Polar Coordinate Transformation - Motivation

I am trying to work out the reason why the integral

$$ \int_{-\infty}^{\infty}\int_{-\infty}^{\infty}{e^{-(x^2+y^2)}}\,dx\,dy $$

is, in polar coordinates,

$$ \int_{-\infty}^{\infty}{e^{-r^2}} \,r\,dr\,d\theta$$

As I understand it, a polar coordinate transformation involves the following substitution:

$$ (x,y) \rightarrow (r\cos{\theta},r\sin{\theta})$$

This would imply that

$$-(x^2+y^2) = -((r\cos{\theta})^2+(r\sin{\theta})^2) = -r^2((\cos{\theta})^2+(\sin{\theta})^2) = -r^2 $$

which gets us this far

$$ \int_{-\infty}^{\infty}\int_{-\infty}^{\infty}{e^{-r^2}}\,dx\,dy $$

To motivate why

$$ dx\,dy = r\,dr\,d\theta$$

I thought of the following argument:

$$ dx = d(x(\theta,r)) = \frac{\partial(x(\theta,r))}{\partial\theta}d\theta + \frac{\partial(x(\theta,r))}{\partial r}dr \,+ \frac{\partial^2(x(\theta,r))}{(\partial r)^2}(dr)^2 + \, ... \\ =r(-\sin{\theta})\,d\theta+ dr\cos{\theta}\, +\,...$$

$$dy = r(\cos{\theta})\,d\theta+ dr\sin{\theta} \,+\,...$$

$$ \therefore\: dx\,dy = [r(-\sin{\theta})\,d\theta+ dr\cos{\theta}\, +\,...]\,[ r(\cos{\theta})\,d\theta+ dr\sin{\theta} \,+\,...] \\ = r\,dr\,d\theta \, ((\cos{\theta})^2 -(\sin{\theta})^2)\,+\,... \\ = r\,dr\,d\theta \, ((\cos{\theta})^2 -(\sin{\theta})^2),\, \text{ ignoring }\textit{o}((dr)^2) \text{ and } \textit{o}((d\theta)^2)\text{ terms.} $$

However, I am off by a minus sign, which would enable me to argue

$$dx\,dy = r\,dr\,d\theta \, ((\cos{\theta})^2 + (\sin{\theta})^2) = r\,dr\,d\theta $$ If it were correct, I would find this line of argument would be much more analytically convincing than the typical argument involving

$$ dx\,dy = dA = r\,dr\,d\theta$$

which I find to be less mechanistically obvious than the above substitution-based argument that I considered but that I am not being able to fully justify.
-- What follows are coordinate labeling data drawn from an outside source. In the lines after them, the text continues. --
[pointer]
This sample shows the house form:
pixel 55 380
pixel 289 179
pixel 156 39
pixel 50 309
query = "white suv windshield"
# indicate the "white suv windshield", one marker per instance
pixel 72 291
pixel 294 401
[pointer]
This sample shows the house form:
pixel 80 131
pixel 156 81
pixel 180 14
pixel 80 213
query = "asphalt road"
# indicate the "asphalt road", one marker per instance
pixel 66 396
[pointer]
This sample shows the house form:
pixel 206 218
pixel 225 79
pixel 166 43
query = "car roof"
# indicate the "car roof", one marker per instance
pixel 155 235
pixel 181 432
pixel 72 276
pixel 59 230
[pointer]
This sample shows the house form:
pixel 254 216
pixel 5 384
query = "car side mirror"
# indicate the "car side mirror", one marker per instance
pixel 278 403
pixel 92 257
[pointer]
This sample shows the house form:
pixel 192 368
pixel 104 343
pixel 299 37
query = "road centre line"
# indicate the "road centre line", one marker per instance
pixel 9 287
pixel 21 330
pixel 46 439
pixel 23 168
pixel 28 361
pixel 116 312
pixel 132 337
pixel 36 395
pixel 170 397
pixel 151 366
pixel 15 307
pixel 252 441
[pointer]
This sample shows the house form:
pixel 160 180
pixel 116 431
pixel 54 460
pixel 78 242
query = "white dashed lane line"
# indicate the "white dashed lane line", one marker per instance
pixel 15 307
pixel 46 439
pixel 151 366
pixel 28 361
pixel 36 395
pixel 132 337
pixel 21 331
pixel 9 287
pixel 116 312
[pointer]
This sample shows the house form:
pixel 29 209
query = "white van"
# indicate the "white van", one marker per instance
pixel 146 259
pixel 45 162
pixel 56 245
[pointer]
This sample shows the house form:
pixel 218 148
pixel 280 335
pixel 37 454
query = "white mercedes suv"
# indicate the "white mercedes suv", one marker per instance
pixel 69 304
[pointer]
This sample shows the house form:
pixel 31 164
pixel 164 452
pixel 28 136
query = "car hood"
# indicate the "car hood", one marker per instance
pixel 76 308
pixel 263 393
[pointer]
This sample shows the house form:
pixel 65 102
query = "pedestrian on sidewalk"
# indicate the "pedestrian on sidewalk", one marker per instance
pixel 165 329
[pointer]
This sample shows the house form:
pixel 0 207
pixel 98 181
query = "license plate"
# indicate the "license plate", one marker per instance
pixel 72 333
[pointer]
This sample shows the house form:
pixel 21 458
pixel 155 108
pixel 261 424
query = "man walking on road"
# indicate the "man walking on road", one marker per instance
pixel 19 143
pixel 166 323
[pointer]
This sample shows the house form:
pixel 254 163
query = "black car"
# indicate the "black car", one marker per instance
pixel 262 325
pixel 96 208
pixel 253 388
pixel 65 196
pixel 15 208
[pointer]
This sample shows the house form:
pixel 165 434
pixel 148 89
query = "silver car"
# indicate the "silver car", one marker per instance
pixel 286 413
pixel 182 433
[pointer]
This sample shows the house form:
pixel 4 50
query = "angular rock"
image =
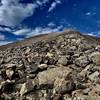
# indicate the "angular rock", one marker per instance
pixel 49 76
pixel 42 66
pixel 82 61
pixel 27 87
pixel 9 73
pixel 95 58
pixel 62 86
pixel 63 60
pixel 94 76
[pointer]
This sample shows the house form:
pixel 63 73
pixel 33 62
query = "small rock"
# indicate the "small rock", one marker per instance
pixel 82 61
pixel 42 66
pixel 63 60
pixel 94 76
pixel 9 73
pixel 62 86
pixel 7 86
pixel 27 87
pixel 95 58
pixel 49 76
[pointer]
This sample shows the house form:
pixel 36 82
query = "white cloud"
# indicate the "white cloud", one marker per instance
pixel 5 42
pixel 38 30
pixel 51 24
pixel 24 31
pixel 12 12
pixel 2 37
pixel 54 4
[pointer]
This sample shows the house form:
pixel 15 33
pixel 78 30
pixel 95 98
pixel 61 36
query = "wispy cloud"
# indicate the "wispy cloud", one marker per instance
pixel 54 4
pixel 2 37
pixel 5 42
pixel 38 30
pixel 12 12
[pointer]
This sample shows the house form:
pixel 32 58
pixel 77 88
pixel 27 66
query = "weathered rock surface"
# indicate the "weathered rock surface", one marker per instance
pixel 63 66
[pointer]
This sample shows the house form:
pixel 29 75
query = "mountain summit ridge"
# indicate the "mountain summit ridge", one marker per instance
pixel 56 66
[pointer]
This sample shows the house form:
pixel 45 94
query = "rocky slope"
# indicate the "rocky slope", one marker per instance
pixel 64 66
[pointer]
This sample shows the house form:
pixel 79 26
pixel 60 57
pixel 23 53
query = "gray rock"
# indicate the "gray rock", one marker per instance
pixel 27 87
pixel 9 73
pixel 82 61
pixel 42 66
pixel 49 76
pixel 63 60
pixel 93 76
pixel 62 86
pixel 95 58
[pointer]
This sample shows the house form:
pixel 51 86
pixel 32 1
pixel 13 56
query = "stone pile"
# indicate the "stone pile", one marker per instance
pixel 66 67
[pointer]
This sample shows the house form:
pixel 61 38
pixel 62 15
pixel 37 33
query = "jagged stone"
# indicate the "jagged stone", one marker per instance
pixel 62 66
pixel 96 58
pixel 49 76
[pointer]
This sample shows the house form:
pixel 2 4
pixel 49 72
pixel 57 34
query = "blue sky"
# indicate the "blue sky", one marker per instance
pixel 20 19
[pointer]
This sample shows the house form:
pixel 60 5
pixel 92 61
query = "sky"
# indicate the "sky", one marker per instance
pixel 20 19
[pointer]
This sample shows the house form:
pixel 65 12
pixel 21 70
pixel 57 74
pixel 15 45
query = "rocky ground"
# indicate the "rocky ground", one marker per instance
pixel 64 67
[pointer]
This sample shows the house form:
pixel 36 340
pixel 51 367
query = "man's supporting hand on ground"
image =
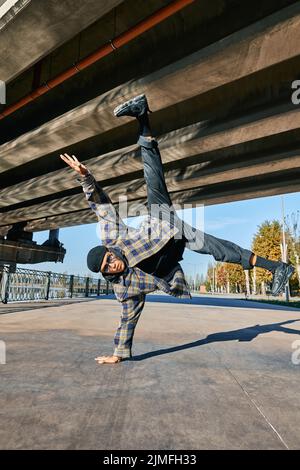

Could you please tell me whether my substitution-based argument can work, potentially by correcting some mistake or another that I might have made? If not, do you have any similarly analytical or mechanistic justification as to why $ dx\,dy = r\,dr\,d\theta$ ?

Solution 1:

No, this mere substitution argument cannot work, and you haven't made an algebraic mistake at all. This goes precisely to show you that these differentials $dx,dy, dr, d\theta$ are NOT real numbers. So, there is absolutely no reason you should treat them as real numbers and perform the usual arithmetic of real numbers with them. Therefore, the better question to ask yourself is why would you even expect this naive "substitution" to work? Sure, in single variable calculus, many such arguments just happen to "work", but of course this is not at all a good reason to expect it to keep working.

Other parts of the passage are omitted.